Он, кряхтя, сел в кровати, и в этот момент в спальню влетел лакей с ковшом ледяного кваса и подал его хозяину. Князь большими глотками выпил чуть не половину. И отдал ковш обратно.

«Черт, почему у меня такое ощущение, что я что-то пообещал или проиграл», – вновь подумал он. И тут его как обдало кипятком.

«Господи, я же пообещал Илье, что Николка возьмет Катеньку в жены! Вот же два пьяных дурака, чего только не придумаем. Он там что-то говорил, что вроде Катенька Николку уже приметила, а ежели Николенька не согласится? А я ведь слово дал. Ох, недаром маменька моя покойница говорила, не доведет тебя, Андрюша, вино до добра».

– Эй, ты, как тебя там, – крикнул он лакею.

– Кузьма, ваше сиятельство, – ответил тот.

– Кузьма, тащи мне сюда бутылку шампанского и фужер, буду похмеляться, – приказал он ему.

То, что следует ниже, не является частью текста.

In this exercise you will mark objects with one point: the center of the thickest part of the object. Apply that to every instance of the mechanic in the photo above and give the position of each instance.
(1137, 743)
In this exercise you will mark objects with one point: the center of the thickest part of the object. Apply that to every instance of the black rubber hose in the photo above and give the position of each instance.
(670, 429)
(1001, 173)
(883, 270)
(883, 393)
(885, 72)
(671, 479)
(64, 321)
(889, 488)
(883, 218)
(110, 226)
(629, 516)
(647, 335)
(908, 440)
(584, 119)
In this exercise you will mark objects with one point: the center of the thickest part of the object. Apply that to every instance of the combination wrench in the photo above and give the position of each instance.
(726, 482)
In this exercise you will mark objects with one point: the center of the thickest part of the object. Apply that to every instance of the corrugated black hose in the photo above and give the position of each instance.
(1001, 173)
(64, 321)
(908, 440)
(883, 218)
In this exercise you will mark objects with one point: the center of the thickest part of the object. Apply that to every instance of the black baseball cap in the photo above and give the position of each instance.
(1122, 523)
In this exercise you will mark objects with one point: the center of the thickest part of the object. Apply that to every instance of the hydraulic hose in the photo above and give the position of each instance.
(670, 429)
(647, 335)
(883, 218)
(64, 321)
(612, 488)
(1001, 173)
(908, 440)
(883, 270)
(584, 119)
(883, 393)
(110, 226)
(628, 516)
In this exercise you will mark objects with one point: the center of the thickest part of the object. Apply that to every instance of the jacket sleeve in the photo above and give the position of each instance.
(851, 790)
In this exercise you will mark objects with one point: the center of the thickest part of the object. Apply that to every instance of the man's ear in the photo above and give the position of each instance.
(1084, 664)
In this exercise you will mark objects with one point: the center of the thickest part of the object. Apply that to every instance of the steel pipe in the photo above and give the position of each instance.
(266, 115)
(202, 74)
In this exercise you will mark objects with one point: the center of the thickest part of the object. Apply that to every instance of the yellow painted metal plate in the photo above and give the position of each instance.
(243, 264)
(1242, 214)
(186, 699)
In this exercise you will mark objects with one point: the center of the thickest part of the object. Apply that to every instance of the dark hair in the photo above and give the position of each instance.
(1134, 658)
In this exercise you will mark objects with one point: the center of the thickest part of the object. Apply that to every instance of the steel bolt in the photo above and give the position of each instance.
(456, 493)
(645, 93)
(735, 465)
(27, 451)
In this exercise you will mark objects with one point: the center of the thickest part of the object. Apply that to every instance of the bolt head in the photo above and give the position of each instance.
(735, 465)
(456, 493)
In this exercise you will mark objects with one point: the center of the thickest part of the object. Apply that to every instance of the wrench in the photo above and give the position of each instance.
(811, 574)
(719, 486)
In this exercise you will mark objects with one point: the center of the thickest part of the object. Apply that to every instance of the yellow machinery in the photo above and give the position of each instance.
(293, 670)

После того как бутылка была допита, настроение князя поднялось, он оделся и пошел к сыну.

Николка уже сидел за столом и что-то писал, он последние дни очень много занимался шифрованием, его это увлекло.

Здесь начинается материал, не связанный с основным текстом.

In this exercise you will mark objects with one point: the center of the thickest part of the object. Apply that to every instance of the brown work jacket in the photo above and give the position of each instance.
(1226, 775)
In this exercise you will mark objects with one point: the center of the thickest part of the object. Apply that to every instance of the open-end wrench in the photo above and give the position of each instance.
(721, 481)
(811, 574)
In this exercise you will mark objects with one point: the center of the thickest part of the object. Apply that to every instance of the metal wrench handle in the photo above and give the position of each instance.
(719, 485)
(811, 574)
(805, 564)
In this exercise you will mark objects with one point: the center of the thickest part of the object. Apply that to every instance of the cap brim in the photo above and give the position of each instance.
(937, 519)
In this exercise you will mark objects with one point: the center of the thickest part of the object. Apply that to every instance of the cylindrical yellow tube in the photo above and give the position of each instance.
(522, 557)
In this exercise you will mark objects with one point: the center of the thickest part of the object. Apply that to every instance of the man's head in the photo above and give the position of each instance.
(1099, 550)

– Николенька, сынок, – смущенно обратился князь к нему, – хочу с тобой серьезно поговорить.

– Я слушаю, батюшка, – с этими словами Николка встал из-за стола.

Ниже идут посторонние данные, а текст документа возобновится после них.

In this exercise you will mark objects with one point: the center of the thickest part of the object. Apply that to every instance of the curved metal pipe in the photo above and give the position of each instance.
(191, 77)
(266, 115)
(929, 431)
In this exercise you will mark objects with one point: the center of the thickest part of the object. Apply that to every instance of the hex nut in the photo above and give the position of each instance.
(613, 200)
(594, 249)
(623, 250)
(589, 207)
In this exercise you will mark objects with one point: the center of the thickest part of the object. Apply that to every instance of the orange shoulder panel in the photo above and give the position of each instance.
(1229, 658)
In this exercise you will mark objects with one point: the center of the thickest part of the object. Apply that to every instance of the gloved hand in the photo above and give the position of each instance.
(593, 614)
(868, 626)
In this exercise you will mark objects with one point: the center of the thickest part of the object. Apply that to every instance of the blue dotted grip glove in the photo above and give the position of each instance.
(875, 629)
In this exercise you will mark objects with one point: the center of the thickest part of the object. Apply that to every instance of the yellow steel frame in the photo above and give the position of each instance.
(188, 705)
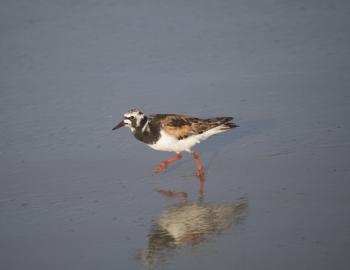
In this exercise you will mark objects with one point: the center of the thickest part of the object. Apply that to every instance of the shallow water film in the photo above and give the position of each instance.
(76, 195)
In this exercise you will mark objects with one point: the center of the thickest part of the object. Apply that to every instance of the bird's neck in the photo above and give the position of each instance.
(146, 132)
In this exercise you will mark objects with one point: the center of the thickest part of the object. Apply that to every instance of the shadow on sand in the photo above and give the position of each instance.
(187, 223)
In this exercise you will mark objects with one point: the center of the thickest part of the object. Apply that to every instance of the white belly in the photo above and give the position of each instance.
(172, 144)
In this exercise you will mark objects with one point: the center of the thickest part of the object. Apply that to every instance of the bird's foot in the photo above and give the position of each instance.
(200, 173)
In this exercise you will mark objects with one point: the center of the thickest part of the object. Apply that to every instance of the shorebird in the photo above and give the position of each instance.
(174, 133)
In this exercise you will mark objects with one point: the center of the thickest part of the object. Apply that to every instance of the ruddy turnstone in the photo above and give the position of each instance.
(174, 133)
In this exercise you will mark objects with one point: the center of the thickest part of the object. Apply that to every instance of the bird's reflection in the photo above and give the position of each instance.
(189, 223)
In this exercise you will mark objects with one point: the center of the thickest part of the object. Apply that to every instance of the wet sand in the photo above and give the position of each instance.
(75, 195)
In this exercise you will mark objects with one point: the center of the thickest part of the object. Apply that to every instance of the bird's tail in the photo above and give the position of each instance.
(223, 122)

– Давай все же присядем, – сказал Шеховской, – мне сегодня что-то плоховато.

Они уселись в кресла, и князь приступил к объяснениям.

– Николенька, хочу сказать тебе следующее, ты сам понимаешь, что я стар и болен, неизвестно, сколько я проживу, может, год, может, больше, и мне бы хотелось, чтобы до моей смерти у тебя все устроилось в жизни. Вчера, как ты знаешь, у меня был с визитом Илья Игнатьевич, так вот он завел речь о твоей женитьбе.

Когда отец со смущенным видом зашел к нему в комнату, Николка сразу понял, что он хочет ему сказать что-то неожиданное. И с первых его слов догадался, о чем будет разговор. Это было так неожиданно и так отвечало его чаяниям, что он боялся даже подумать, что ошибается. С тех пор как он покинул имение Вершининых, все свободное время, которое у него редко бывало, он думал о Катеньке, ее тонкая фигурка стояла все время перед его глазами. Он часто думал, почему так случилось, чем она так привлекла его, пытался заставить себя перестать о ней думать, и не мог. А последнее время он часто видел ее во сне. Катя там почему-то была в слезах и, глядя на него, шептала слова любви.

Он знал, что она сейчас в Петербурге, и часто представлял, что навещает ее, но боялся подойти к отцу с такой просьбой. И вот, похоже, все его мечты так нежданно сбываются.

Князь, сказав эти слова, несколько замялся. И этой паузой сразу воспользовался сын.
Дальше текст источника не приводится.